AISEC: AI Secure and Explainable by Construction.
This is a multi-site, interdisciplinary and multi-site research project, funded by EPSRC. It aims to give a holistic view on AI verification, from legal to programming infrastructure for creating safer AI applications. The project has a dedicated page.
CONVENER: Continuous Verification of Neural Networks
Funded by the UK Research Institute in Verified Trustworthy Software Systems (VETSS), this project seeks to establish robust methods for embedding neural network verification into implementation of neural networks. Funded as part of “Digital Security Through Verification” call. This project has a dedicated page.
SecConn-NN: Neural Networks with Security Contracts
NCSC-funded research project SecCon-NN: Neural Networks with Security Contracts — towards lightweight, modular security for neural networks. Funded as part of NCSC “Security for AI” call. This project has a dedicated page.
Verification of AI Planning languages
It is becoming increasingly important to verify safety and security of AI applications. While declarative languages (of the kind found in automated planners and model checkers) are traditionally used for verifying AI systems, a big challenge is to design methods that generate verified executable programs. A good example of such a “verification to implementation” cycle is given by AI planning languages like PDDL/STRIPS, where plans are found via a model search in a declarative language, but then interpreted or compiled into executable code in an imperative language. We show that this method can itself be verified. We present a formal framework and a prototype Agda implementation that represent PDDL plans as executable functions that inhabit types that are given by formulae describing planning problems. By exploiting the well-known Curry-Howard correspondence, type-checking then automatically ensures that the generated program corresponds precisely to the specification of the planning problem.
LAIV Members involved: Hill, Komendantskaya, Farka
Verification of Neural Networks
Neural Networks and Convolutional Neural Networks are no longer just a popular research topic, they have found their way into our everyday lives via a variety of tools and applications: from face recognition apps on our phones to autonomous driving features in our cars. But are they really reliable? LAIV’s PhD and MSc students are investigating various aspects of neural network verification.

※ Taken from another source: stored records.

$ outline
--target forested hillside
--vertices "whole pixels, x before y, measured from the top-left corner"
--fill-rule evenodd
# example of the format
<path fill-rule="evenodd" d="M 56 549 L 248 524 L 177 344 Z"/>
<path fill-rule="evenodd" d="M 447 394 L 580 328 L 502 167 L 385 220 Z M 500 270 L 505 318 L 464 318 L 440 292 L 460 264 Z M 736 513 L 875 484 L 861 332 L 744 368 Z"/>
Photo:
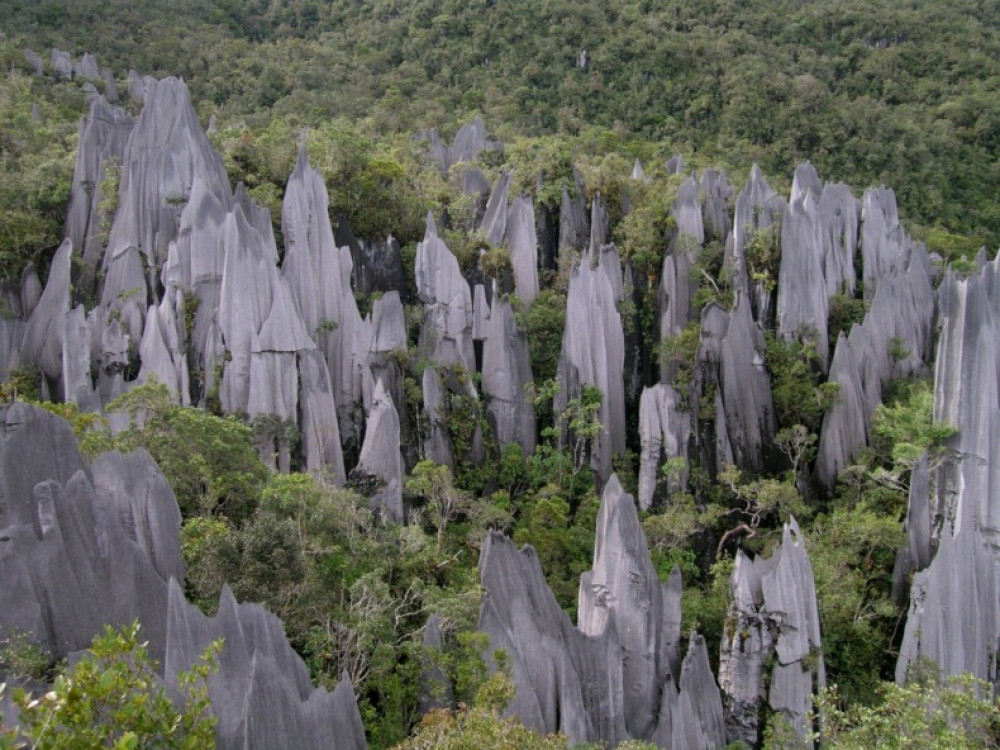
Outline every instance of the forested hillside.
<path fill-rule="evenodd" d="M 810 159 L 904 216 L 1000 238 L 1000 19 L 973 0 L 3 3 L 7 40 L 183 76 L 202 118 L 373 135 L 611 131 L 790 174 Z M 9 65 L 5 63 L 5 68 Z M 638 154 L 636 154 L 638 155 Z"/>
<path fill-rule="evenodd" d="M 936 678 L 994 680 L 1000 633 L 980 539 L 1000 479 L 977 458 L 1000 445 L 994 5 L 0 0 L 0 19 L 0 396 L 65 417 L 94 467 L 149 452 L 183 622 L 218 607 L 221 632 L 226 585 L 264 604 L 282 669 L 356 695 L 372 747 L 565 744 L 501 718 L 536 642 L 563 671 L 525 721 L 574 740 L 799 747 L 815 692 L 831 747 L 899 727 L 996 746 L 997 705 Z M 108 74 L 59 71 L 85 52 Z M 0 467 L 24 450 L 7 432 Z M 93 474 L 74 491 L 105 502 Z M 519 637 L 490 678 L 501 626 Z M 58 649 L 27 668 L 22 641 L 0 639 L 0 678 L 51 678 Z M 601 697 L 644 660 L 646 694 Z M 567 684 L 594 674 L 586 714 Z"/>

LAIV Members involved: Komendantskaya, Stewart, Duncan, Kienitz, MSc students
Relative Robustness of Neural Networks
Deep learning is increasingly being moved to edge computing devices and smart sensors, to reduce latency and save band width. Neural network compression such as quantization is necessary to fit trained deep neural networks into these resource constrained devices. At the same time, use of deep learning in safety-critical applications raises the need to verifyproperties of neural networks. Adversarial perturbations have potential to be used as an attack mechanism on neural networks,leading to “obviously wrong” misclassification. SMT solvers have been proposed to formally prove robustness guarantees against such adversarial perturbations. We investigate how well these robustness guarantees are preserved when the precision of a neural network is quantized. We also evaluate how effectively adversarial attacks transfer to quantized neural networks. Our results show that quantized neural networks are generally robust relative to their full precision counterpart (98.6%–99.7%), and the transfer of adversarial attacks decreases to as low as 52.05% when the subtlety of perturbation increases. These results show that quantization introduces resilience against transfer of adversarial attacks whilst causing negligible loss of robustness.
LAIV Members involved: Duncan, Stewart, Komendantskaya
Coinduction and Coalgebra: semantics of nonterminating processes
Coinduction is a mathematical (and reasoning) principle allowing to express properties of nonterminating or concurrent processes, programs and systems. We are interested in using coinduction to analyse properties of nonterminating logic programs.
LAIV Members involved: Komendantskaya, and various co-authors: Basold, Rozplokhas, Li, Farka, Power.
Machine Learning for verification
Formal verification can be a laborious but also a repetitive task. Machine learning can be used to data mine the history of past verification efforts, in order to discover common proof heuristics and guide new proof development. Development of such methods is a subject of our ML4PG and ACL2ML projects.
LAIV Members involved: Komendantskaya, Hill.
LAIV has a general (but somewhat under-used) Githib page, for projects by students and staff.